On June 4, 1944, recognizing how easily D-Day could fail, Gen. Eisenhower prepared the following:
“Our landings…have failed to gain a satisfactory foothold… The troops, the air and the Navy did all that Bravery and devotion to duty could do. If any blame or fault attaches to the attempt it is mine alone.”
As a family member or business professional, learning to accept responsibility is profoundly valuable. Learn to say, “I messed up and I accept all consequences.” The character strength needed for this is increasingly rare and we need to acquire it ourselves before we can hope to influence others.

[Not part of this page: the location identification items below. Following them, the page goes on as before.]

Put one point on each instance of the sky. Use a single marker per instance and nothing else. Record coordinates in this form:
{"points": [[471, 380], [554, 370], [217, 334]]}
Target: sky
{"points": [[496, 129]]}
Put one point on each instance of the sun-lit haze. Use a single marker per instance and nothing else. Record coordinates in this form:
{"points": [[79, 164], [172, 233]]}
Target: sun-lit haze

Hebrew reveals one aspect of owning one’s actions. Referring to Leah and Rachel’s sibling relationship in Genesis 29, two words are used, GDoLah and K’TaNah, older and younger. Earlier, when Lot and his daughters flee the destruction of Sodom, we encountered two other words BeCHiRah – firstborn, and TZeiRah – younger (19:31). In chapter 19 we find a clustering of the root letters TZ-R. Lot escapes to the city of TZoaR whose name occurs six times in this chapter. The associated word TZeiRah — younger— appears four times. In just these few verses, the TZ-R root is used ten times; more than in the rest of Genesis all together. Word clustering is one of the ways that ancient Jewish wisdom unpacks Scripture’s deeper meaning.